Because she wasn't the one who had fresh-baked peanut butter cookies waiting when he got home from a late-nightpatrol. And she didn't try to cheer him up when he was sad by telling him about one of Graysons's hilariously embarrassing mishaps as Robin. Nor did she try to tease him out of one of his black moods by telling him some lame joke that had him rolling his eyes more often than not. His mother would never put up with his surliness, or patiently wait until his temper tantrum was over before calmly asking him "what's wrong."
She wouldn't listen to his suggestions, or ask his advice, or include him in "family decisions." She certainly had never asked him what his hopes and dreams were. And knew nothing about his likes and dislikes. She didn't know that his favorite movie was Martian Child. Or that he loved chocolate ice cream with peanut butter cups crumbled on top. She didn't know that his least favorite season was winter and that he loved decorating for Halloween.
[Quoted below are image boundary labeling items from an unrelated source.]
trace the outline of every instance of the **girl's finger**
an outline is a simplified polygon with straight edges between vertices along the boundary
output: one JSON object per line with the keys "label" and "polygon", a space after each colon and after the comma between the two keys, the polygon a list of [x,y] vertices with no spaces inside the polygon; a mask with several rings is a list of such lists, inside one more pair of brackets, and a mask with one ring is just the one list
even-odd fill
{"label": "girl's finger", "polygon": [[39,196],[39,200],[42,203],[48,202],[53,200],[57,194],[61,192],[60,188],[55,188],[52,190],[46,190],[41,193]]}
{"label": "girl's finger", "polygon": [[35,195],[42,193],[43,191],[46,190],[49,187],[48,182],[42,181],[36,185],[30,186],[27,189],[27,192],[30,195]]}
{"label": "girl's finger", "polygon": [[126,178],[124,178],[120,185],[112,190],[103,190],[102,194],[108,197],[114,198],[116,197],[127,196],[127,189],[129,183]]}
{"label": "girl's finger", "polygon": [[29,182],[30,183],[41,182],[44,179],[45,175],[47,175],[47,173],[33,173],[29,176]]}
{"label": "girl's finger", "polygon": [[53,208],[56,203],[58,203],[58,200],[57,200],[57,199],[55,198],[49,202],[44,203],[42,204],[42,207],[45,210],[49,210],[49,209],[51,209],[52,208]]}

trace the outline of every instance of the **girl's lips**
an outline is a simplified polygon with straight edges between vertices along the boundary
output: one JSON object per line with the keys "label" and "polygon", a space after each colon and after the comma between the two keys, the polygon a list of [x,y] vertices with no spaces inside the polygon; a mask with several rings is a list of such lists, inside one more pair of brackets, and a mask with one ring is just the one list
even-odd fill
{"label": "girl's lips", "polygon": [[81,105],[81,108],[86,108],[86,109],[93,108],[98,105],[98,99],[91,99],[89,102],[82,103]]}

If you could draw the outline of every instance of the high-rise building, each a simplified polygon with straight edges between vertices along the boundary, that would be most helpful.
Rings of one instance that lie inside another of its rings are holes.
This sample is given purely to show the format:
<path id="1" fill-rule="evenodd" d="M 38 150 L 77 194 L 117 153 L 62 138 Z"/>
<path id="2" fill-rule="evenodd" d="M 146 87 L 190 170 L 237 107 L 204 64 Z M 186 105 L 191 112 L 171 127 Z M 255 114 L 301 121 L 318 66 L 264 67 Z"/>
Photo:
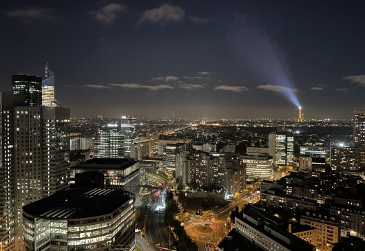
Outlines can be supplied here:
<path id="1" fill-rule="evenodd" d="M 360 170 L 359 147 L 331 146 L 331 168 L 334 171 Z"/>
<path id="2" fill-rule="evenodd" d="M 42 78 L 31 75 L 13 75 L 12 87 L 13 94 L 26 96 L 25 105 L 42 105 Z"/>
<path id="3" fill-rule="evenodd" d="M 300 154 L 315 157 L 326 157 L 327 148 L 326 146 L 300 146 Z"/>
<path id="4" fill-rule="evenodd" d="M 134 250 L 134 195 L 70 189 L 23 207 L 24 249 Z"/>
<path id="5" fill-rule="evenodd" d="M 274 165 L 291 165 L 294 157 L 294 137 L 286 133 L 269 134 L 269 154 Z"/>
<path id="6" fill-rule="evenodd" d="M 123 137 L 123 155 L 129 157 L 131 144 L 136 138 L 136 118 L 122 116 L 121 120 L 121 133 Z"/>
<path id="7" fill-rule="evenodd" d="M 185 143 L 165 144 L 163 145 L 163 166 L 166 169 L 174 171 L 176 170 L 176 154 L 186 150 Z"/>
<path id="8" fill-rule="evenodd" d="M 360 149 L 360 165 L 365 167 L 365 111 L 355 111 L 353 144 Z"/>
<path id="9" fill-rule="evenodd" d="M 43 190 L 48 196 L 68 188 L 70 109 L 42 108 Z"/>
<path id="10" fill-rule="evenodd" d="M 78 173 L 98 171 L 104 175 L 104 188 L 125 190 L 136 195 L 139 203 L 139 163 L 129 158 L 93 158 L 78 163 L 70 168 L 70 184 L 75 187 Z"/>
<path id="11" fill-rule="evenodd" d="M 54 73 L 48 69 L 48 63 L 44 68 L 44 79 L 42 80 L 42 106 L 56 107 L 54 99 Z"/>
<path id="12" fill-rule="evenodd" d="M 123 157 L 123 137 L 118 124 L 109 124 L 98 129 L 95 140 L 95 157 Z"/>
<path id="13" fill-rule="evenodd" d="M 18 250 L 23 206 L 68 186 L 70 110 L 30 106 L 27 96 L 1 96 L 0 242 L 4 250 Z"/>
<path id="14" fill-rule="evenodd" d="M 240 155 L 240 158 L 246 164 L 247 179 L 253 180 L 271 180 L 273 178 L 273 157 L 268 154 L 251 154 Z"/>

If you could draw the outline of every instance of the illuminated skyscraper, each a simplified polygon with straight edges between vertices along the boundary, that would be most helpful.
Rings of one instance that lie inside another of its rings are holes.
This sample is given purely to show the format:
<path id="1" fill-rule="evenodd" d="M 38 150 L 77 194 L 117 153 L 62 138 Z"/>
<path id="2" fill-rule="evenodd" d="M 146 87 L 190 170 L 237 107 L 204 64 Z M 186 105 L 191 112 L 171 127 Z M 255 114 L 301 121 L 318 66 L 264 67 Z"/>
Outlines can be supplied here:
<path id="1" fill-rule="evenodd" d="M 70 110 L 0 95 L 0 243 L 3 250 L 21 250 L 23 206 L 68 186 Z"/>
<path id="2" fill-rule="evenodd" d="M 121 120 L 121 133 L 123 137 L 123 155 L 129 157 L 131 144 L 136 137 L 136 118 L 133 116 L 122 116 Z"/>
<path id="3" fill-rule="evenodd" d="M 285 133 L 269 133 L 269 154 L 273 156 L 275 166 L 293 164 L 294 137 Z"/>
<path id="4" fill-rule="evenodd" d="M 109 124 L 98 130 L 95 157 L 123 157 L 123 138 L 118 124 Z"/>
<path id="5" fill-rule="evenodd" d="M 331 168 L 334 171 L 359 171 L 360 149 L 331 146 Z"/>
<path id="6" fill-rule="evenodd" d="M 13 94 L 26 96 L 26 105 L 42 105 L 42 78 L 30 75 L 13 75 L 12 87 Z"/>
<path id="7" fill-rule="evenodd" d="M 54 74 L 48 69 L 48 63 L 44 68 L 44 79 L 42 80 L 42 106 L 56 107 L 54 100 Z"/>
<path id="8" fill-rule="evenodd" d="M 299 116 L 298 118 L 298 122 L 303 122 L 304 120 L 304 114 L 302 113 L 302 107 L 299 107 Z"/>
<path id="9" fill-rule="evenodd" d="M 360 165 L 365 167 L 365 111 L 355 111 L 353 144 L 360 149 Z"/>

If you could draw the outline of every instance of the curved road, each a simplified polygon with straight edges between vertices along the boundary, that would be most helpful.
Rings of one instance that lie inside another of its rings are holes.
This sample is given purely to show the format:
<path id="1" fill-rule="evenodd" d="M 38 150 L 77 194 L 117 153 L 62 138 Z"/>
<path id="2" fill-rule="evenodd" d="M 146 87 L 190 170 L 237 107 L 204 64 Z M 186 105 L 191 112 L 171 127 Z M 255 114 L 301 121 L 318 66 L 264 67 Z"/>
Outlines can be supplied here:
<path id="1" fill-rule="evenodd" d="M 170 232 L 165 221 L 165 212 L 158 211 L 158 207 L 163 206 L 166 191 L 163 190 L 160 195 L 160 199 L 155 199 L 151 206 L 146 219 L 146 237 L 152 245 L 156 244 L 169 243 Z M 170 241 L 172 242 L 172 237 Z"/>

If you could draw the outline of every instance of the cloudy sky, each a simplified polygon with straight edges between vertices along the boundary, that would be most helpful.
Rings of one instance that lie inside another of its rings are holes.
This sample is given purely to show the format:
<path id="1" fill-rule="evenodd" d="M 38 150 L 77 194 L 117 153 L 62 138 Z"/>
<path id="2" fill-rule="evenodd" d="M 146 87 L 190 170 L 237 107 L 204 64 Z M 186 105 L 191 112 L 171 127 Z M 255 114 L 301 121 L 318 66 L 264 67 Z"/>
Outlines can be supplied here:
<path id="1" fill-rule="evenodd" d="M 2 1 L 1 90 L 56 74 L 73 117 L 351 118 L 363 1 Z"/>

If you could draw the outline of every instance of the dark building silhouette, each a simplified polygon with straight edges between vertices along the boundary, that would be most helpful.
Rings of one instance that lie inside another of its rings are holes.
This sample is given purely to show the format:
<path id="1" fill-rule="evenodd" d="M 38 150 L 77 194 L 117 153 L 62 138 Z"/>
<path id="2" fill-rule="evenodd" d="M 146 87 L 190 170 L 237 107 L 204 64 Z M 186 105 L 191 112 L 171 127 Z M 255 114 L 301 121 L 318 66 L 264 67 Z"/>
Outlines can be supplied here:
<path id="1" fill-rule="evenodd" d="M 104 188 L 104 175 L 101 172 L 86 172 L 75 174 L 74 188 Z"/>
She definitely didn't know about his secret obsession with cats. And she'd never have gone out of her way to track down that cat figurine he'd seen in a shop window when he was in Hong Kong two summers before and been too terrified to ask his father to buy for him.
And she wouldn't be looking down at him now, green eyes bright with concern as they took in his flushed features, his blue eyes dilated with fever. She would have left him in the care of whatever doctors and nurses she'd hired to take care of him, and gone about her own business as if she didn't have a care in the world beyond satisfying her own personal agenda. Nor would she, when he began to whimper from the pain, crawl into bed next to him and fold him in her arms. Or begin to sing that dumb song that he'd never admit out loud that he loved listening to her sing. Not that he needed to tell her he thought, burying his face in the curve of her shoulder. Moms, he'd discovered, just knew those kinds of things.
Yeah, Talia al Ghul may have been his mother, but she most definitely was not his mom. Because his mom was a warm and real woman who smelled like the air after a summer rainstorm. His mom was the one always waiting with a smile, with a hug that he'd feign disdain for of course, with a kind word. His mom was the one who would be there when he woke up in the morning. Just as she'd been there every morning for the last year. And as he began to drift slowly to sleep, lulled by her soft, bluesy voice and the feel of her curled around him, his last thought was: Grayson, you'd better not screw up what we have here.
A/N: This story is a what if, alternative universe take that builds upon the question of what if Bruce Wayne really died.